Parmi les points les plus importants, on retiendra l’idée d’instaurer des structures de décision partagées entre les massifs et surtout le principe d’une solidarité financière reposant sur la création d’un fonds national de péréquation entre stations. Ambitieux et certainement pas gagné ! On ne connaît pas la position sur ce point du député Xavier Roseren – qui n’a pas répondu à notre demande d’interview – mais il est sûr que ce point risque de se heurter à une certaine réticence de la part des domaines skiables les mieux lotis.
« Beaucoup d’élus ont encore du mal à imaginer la fin d’un modèle qui a fait vivre leur vallée pendant des décennies », reconnaît le député des Hautes-Pyrénées. « Mais les jeunes ont bien souvent compris que la neige n’était pas éternelle. Cette confrontation de générations montre qu’un basculement est en cours. » D’autant, poursuit-il, que « l’histoire du ski, c’est une parenthèse. Avant lui, la montagne vivait du thermalisme, du pastoralisme, de l’artisanat. La montagne aujourd’hui, c’est aussi la culture, la gastronomie. Tout cela forme un tissu qu’il faut consolider. Revenir à une économie plus diverse, c’est retrouver un équilibre. » Et d’ajouter : « Le changement climatique est une contrainte, mais aussi une opportunité pour repenser notre rapport à la montagne. La fin du tout-ski n’est pas une catastrophe, c’est une chance. La montagne doit redevenir un espace de vie. L’accès à la montagne pour tous doit redevenir une priorité nationale », insiste cet ancien éducateur qui revendique une approche sociale : « J’ai accompagné des enfants et des adolescents issus de milieux modestes à la découverte de la montagne. Je les ai vus se transformer. Je plaide pour le retour des classes de neige, des colonies et des séjours nature, et pour la réhabilitation des centres d’accueil aujourd’hui abandonnés. »
« Oui, j’entends dire que ce rapport sera un rapport de plus, oublié dans un tiroir à Paris. Mais je crois au contraire que cette mission relie la vision nationale à la réalité des territoires. Je suis certain qu’on ne fait pas ça en vain, quoi qu’il en soit », affirme Denis Fégné. Pêche-t-il par excès d’optimisme ? « Si je n’étais pas optimiste, je ne serais pas député. Je garde foi dans l’action. Nous devons faire de la montagne un territoire d’avenir, pas un souvenir. »
Participez vous aussi à la consultation citoyenne sur la transition des modèles des stations de montagne
Afin d’associer les citoyens à leurs réflexions, les rapporteurs de la mission d’information sur la transition des modèles des stations de montagne, Denis Fégné et Xavier Roseren, ont lancé une consultation nationale.
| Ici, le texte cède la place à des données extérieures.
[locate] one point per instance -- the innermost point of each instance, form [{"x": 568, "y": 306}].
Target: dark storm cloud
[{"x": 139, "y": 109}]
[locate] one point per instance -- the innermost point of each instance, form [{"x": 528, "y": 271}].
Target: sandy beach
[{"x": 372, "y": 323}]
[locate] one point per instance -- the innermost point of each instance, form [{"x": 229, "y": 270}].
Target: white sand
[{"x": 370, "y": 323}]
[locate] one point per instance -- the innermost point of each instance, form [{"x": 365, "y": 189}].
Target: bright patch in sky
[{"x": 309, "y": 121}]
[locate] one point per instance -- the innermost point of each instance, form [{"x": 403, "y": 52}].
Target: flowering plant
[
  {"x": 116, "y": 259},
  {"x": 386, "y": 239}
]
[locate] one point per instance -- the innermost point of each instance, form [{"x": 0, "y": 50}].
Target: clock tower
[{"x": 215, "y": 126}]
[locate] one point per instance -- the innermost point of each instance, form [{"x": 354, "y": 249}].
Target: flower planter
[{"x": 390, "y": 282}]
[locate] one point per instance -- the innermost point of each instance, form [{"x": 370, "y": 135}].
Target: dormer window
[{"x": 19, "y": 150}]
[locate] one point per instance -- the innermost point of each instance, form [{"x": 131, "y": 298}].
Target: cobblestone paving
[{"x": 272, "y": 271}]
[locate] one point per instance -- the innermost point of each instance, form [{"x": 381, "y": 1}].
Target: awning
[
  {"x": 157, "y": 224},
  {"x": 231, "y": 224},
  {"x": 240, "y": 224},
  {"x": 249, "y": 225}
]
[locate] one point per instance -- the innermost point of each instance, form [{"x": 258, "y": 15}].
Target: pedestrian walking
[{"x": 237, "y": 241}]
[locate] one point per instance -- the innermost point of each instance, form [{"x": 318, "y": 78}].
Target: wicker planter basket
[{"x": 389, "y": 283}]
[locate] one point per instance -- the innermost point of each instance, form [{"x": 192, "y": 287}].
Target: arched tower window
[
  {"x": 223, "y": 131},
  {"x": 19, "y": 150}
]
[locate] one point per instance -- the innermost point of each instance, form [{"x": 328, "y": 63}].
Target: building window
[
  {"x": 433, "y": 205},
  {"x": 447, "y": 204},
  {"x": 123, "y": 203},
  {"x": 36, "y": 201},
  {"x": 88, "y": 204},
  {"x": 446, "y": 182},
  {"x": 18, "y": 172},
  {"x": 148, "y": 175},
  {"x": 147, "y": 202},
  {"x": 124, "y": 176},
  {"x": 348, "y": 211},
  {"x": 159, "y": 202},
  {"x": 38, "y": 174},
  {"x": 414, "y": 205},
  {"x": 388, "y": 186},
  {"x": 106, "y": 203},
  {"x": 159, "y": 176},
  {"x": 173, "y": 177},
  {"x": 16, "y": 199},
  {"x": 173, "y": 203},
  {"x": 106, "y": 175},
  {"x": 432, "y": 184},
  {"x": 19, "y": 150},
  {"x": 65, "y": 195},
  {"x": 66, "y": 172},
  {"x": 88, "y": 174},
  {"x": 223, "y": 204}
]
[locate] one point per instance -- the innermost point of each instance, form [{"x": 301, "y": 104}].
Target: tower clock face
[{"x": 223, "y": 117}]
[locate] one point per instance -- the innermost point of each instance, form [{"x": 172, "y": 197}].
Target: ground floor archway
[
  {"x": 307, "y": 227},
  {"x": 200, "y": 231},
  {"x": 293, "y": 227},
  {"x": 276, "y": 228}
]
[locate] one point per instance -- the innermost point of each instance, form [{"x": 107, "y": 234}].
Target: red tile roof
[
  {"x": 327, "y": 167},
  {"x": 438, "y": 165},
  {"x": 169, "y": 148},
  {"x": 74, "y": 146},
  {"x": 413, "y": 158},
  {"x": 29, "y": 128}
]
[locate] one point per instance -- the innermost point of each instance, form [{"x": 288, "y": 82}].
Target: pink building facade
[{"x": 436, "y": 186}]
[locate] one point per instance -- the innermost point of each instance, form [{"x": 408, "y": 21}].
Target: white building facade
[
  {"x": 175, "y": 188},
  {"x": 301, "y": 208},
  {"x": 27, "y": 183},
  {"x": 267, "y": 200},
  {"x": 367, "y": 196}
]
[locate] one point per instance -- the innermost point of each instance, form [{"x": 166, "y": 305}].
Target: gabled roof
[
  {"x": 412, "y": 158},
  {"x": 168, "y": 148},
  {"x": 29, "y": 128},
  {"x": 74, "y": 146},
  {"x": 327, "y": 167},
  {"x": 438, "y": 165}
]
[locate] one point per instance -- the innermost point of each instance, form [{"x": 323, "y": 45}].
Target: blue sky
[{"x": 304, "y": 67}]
Elle vise à mieux connaître les publics qui fréquentent aujourd’hui les stations de montagne et les freins éventuels à cette fréquentation, à éclairer les parlementaires sur la relation que les citoyens entretiennent avec la montagne et sur la façon dont ils envisagent son avenir face au changement climatique, et à identifier les actions prioritaires pour concilier tourisme durable et vie à l’année dans les territoires de montagne : gouvernance, partage des ressources, conciliation des usages, développement économique à moyen et long terme.
Les résultats seront intégrés au rapport final attendu fin novembre. Déjà 1 000 contributions à ce jour.